Thursday, February 16, 2012

the money issue

one of the traits of a potential spouse that is of major concern is his/her relationship with money. i do not mean whether he/she is rich or poor, but rather how he/she deals with money in general. i have met those who have not much  money who are very generous with what they have and others who are not strapped for cash who are nickel and diming everything as though it were the great depression. often one's attitude toward money is a barometer for how the person behaves in  general. if  they are cheap with money , they are cheap with kindness. they are always trying to get something for very little effort.
it is important to be responsible and not to squander one's money, but it is also important to be able to enjoy life as well. you can't take it with you, after 120. my parents were always very frugal, but i never felt like we were poor (which we weren't) . they just wanted to lived within their means.
it is also important to be happy with one's lot as far as money is concerned. i do not mean that one should not strive to make a good living , but some people are never happy with what they have no matter how much they have. i used to live in a basement apartment that was very affordable. because i had such low rent it i could do anything and buy anything i needed or wanted. once i had a friend who asked me how i could live in such a hovel. until then i was perfectly happy with where i lived, i also could not have afforded to have paid more rent than i was paying at the time. i chose to pay her no mind. just because my friend could not live in that basement did not mean that i could not be happy living there.
everyone has their own personal money style. it has to be compatible with the personal money style of a potential spouse. its not a matter of right or wrong, but more of a matter of what is.

Wednesday, February 15, 2012

the beat goes on

ever notice how some people's taste in music stops in a certain decade? they try to say that they don't make music like that used to . i think that it is more than just that. i think that old music can remind one of what one was doing (or not doing)  when that music was current.  music is that powerful.

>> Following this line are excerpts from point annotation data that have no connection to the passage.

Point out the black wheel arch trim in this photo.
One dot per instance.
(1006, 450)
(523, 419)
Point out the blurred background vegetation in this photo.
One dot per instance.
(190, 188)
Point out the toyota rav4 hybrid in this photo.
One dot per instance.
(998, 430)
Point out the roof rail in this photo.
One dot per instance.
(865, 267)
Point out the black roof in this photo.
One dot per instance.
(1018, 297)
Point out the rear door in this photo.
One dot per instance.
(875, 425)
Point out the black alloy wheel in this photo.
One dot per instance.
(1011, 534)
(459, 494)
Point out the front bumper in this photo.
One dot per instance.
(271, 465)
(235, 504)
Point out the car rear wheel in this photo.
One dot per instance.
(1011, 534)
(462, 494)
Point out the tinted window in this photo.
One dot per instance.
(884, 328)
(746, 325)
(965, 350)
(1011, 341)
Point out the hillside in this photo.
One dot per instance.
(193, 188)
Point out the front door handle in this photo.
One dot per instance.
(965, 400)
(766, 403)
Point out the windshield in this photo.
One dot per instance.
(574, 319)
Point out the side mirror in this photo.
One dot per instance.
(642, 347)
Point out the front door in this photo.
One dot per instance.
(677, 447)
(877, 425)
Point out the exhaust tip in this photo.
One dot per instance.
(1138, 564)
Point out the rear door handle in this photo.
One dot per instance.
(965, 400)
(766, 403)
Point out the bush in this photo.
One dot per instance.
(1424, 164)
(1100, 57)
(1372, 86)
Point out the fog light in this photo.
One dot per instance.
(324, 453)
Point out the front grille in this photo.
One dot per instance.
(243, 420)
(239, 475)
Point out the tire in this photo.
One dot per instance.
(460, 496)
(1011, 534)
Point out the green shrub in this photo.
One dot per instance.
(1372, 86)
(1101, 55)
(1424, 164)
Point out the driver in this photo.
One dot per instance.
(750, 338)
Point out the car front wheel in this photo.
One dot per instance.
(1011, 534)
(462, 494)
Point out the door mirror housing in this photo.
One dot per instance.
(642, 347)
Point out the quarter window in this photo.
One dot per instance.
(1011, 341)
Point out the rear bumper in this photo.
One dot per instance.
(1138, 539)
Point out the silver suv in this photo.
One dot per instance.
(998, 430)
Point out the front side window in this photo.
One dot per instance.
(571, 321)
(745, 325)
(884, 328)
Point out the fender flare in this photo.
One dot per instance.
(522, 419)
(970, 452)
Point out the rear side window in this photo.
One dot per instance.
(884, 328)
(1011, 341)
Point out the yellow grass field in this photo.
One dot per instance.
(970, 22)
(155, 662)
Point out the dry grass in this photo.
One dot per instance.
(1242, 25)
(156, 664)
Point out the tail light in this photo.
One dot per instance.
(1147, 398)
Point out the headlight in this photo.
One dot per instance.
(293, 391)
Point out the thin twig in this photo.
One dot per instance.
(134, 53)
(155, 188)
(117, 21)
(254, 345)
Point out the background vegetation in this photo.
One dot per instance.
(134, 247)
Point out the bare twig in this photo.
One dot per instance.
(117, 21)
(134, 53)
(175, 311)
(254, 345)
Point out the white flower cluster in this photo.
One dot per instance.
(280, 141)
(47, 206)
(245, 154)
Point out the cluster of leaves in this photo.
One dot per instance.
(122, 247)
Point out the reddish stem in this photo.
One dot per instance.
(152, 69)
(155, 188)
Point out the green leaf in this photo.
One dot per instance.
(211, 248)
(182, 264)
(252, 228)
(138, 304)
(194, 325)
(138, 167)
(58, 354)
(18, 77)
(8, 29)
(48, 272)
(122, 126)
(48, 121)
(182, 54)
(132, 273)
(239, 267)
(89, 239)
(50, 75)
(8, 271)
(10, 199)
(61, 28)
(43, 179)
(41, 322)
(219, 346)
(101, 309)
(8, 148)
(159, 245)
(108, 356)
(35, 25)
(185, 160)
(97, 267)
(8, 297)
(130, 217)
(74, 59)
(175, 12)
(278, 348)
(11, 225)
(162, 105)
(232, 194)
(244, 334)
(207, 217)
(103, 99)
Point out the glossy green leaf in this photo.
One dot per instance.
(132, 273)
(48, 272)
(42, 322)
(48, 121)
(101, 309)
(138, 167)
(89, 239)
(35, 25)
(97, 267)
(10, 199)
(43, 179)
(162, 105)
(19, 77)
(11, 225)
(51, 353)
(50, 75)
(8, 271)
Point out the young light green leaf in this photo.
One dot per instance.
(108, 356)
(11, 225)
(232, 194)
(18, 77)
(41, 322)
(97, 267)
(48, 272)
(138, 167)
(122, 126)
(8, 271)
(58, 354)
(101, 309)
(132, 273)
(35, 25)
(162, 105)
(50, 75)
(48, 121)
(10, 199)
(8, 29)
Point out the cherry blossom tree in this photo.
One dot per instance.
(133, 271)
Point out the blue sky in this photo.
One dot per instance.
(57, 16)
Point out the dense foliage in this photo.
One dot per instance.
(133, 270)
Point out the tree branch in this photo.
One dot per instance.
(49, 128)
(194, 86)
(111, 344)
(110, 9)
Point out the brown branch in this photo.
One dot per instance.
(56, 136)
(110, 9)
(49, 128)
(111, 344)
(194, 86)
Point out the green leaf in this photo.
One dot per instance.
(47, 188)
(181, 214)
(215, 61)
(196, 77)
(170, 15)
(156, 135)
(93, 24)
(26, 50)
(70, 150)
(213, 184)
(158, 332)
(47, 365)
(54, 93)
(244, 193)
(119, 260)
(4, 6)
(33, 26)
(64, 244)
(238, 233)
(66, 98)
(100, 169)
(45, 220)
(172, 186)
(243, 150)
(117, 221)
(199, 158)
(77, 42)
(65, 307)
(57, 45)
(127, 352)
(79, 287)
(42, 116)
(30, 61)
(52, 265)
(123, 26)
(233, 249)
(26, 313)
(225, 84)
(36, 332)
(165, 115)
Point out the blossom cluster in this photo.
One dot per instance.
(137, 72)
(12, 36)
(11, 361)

Tuesday, February 14, 2012

the truth about jewish women

often jewish women who live in new york have been given the stereotype of being pushy and overbearing. sometimes people think that a religious woman would be subservient . well, of course maybe a religious woman of a faith other than jewish would be. but give me a break  with the stereotypes. when does loudmouthed ,overbearing and subservient describe the same person?
i dont't think that religious jewish women are subservient to men and i don't believe in the common stereotype of the loudmouthed jewish new york woman.
i do believe that jews of both genders often stand up for what they believe in  and stand up for the underdog. does this make one pushy and loudmouthed? i don't think so , but  no one asked me.

Monday, February 13, 2012

frum fashion don'ts

i saw this on fashion-isha's facebook page. fashion isha has beautiful fashions on her website. this of course is a frum fashion don't.  i have knocked those who wear 3/4 shells under strapless gowns, and this is the skirt version. i agree that some outfits look cute in the layered look even if the designer hadn't intended his/her fashions to be worn as such, but this is just over the top. 
ladies, i beg of you, DON'T  try this at home.

just settle

i find it humorous whenever i hear the "just settle" speech. it is wasted by the orator. the person who should be given the "just settle" speech is someone in her early twenties. if someone over thirty hasn't "just settled" they most probably never will. its a lot easier to "just settle " at twenty-two than it is at at thirty-two or forty-two.